Długa historia nieufności

W ciągu ostatnich dwóch dekad w Górnym Badachszanie nie brakowało lokalnych nieformalnych przywódców. W przeszłości niektórzy przywódcy i ich lojalne grupy zbrojne byli podejrzani o przemyt narkotyków, broni i kamieni szlachetnych. Ich uzbrojeni zwolennicy byli powiązani z atakami i zabójstwami urzędników państwowych.

Ta wzajemna nieufność między regionem a centrum ma długą historię. Górny Badachszan stanął po stronie opozycji podczas pięcioletniej wojny domowej w latach 90. XX wieku. Przez dziesięciolecia w nominalnie autonomicznej prowincji pojawiały się nawoływania do większej autonomii.

Większość z około 250 000 mieszkańców Górnego Badachszanu posługuje się własnymi, odrębnymi językami lokalnymi. Większość z nich wyznaje izmailizm, gałąź islamu szyickiego, podczas gdy większość ludzi w pozostałej części Tadżykistanu uważa się za sunnickich muzułmanów.

Prowincja była miejscem wielu protestów i gwałtownych starć. Najgroźniejsze z nich miały miejsce w 2012 roku, kiedy dziesiątki zginęło i zostało rannych w walkach między siłami rządowymi a lokalnymi bojownikami. W 2014 roku w wyniku walk między mieszkańcami a policją w Chorog zginęły co najmniej trzy osoby, a siedem zostało rannych. Podpalono także kilka budynków.
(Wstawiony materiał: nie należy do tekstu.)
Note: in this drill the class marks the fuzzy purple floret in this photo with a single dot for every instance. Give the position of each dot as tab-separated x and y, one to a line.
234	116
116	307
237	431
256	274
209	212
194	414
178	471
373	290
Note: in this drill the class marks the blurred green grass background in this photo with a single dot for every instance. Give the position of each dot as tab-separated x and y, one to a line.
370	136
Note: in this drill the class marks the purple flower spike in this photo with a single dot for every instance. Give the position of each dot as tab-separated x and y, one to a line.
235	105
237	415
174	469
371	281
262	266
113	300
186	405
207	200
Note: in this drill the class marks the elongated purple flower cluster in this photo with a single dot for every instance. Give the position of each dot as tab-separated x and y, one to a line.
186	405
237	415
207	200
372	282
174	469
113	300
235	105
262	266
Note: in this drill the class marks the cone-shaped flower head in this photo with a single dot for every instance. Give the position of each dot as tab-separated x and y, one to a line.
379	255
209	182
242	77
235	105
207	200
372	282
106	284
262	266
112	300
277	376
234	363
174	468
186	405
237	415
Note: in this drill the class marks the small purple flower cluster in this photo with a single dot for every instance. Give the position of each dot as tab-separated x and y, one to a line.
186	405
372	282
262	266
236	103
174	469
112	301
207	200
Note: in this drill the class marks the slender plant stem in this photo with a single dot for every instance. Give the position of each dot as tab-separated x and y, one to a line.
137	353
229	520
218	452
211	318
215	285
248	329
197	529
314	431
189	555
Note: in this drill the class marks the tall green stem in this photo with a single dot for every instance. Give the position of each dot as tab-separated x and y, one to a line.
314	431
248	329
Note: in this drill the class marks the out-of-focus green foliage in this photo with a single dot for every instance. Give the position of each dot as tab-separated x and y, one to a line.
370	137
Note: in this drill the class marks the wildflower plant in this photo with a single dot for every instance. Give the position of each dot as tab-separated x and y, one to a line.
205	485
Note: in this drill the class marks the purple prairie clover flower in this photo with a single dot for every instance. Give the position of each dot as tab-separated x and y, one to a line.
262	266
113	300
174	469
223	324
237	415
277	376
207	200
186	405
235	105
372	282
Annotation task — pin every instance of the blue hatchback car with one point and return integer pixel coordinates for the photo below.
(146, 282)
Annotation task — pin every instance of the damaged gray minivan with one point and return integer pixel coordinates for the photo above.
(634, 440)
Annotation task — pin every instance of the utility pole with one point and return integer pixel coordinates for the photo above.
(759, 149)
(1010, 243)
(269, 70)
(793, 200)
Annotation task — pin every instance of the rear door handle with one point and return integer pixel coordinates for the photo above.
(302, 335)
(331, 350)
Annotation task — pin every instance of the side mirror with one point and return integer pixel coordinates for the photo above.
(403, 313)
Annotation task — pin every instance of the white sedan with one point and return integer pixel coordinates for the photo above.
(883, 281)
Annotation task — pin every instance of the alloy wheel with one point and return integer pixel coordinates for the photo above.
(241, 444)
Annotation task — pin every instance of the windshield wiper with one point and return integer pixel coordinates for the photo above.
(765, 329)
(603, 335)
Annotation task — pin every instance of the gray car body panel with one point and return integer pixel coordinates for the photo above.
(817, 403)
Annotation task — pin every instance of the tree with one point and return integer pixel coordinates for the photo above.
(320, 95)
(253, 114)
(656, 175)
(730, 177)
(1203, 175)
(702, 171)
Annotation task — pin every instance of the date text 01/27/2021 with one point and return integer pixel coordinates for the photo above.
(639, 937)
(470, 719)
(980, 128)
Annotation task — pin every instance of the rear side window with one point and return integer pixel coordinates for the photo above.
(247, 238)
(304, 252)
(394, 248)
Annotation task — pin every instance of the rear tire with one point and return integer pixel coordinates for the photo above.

W przeszłości rząd wysyłał posiłki do Górnego Badachszanu, co nigdy nie podobało się miejscowej ludności. Nie można wykluczyć przyszłych zamieszek, jeśli władze będą nadal stosować środki represyjne w celu aresztowania osób oskarżonych o wyrażanie sprzeciwu wobec rządu.

Od listopadowych protestów Duszanbe odmówiło przywrócenia dostępu do Internetu, likwidacji wojskowych punktów kontrolnych oraz zbadania, co się stało w czasie ostatnich protestów.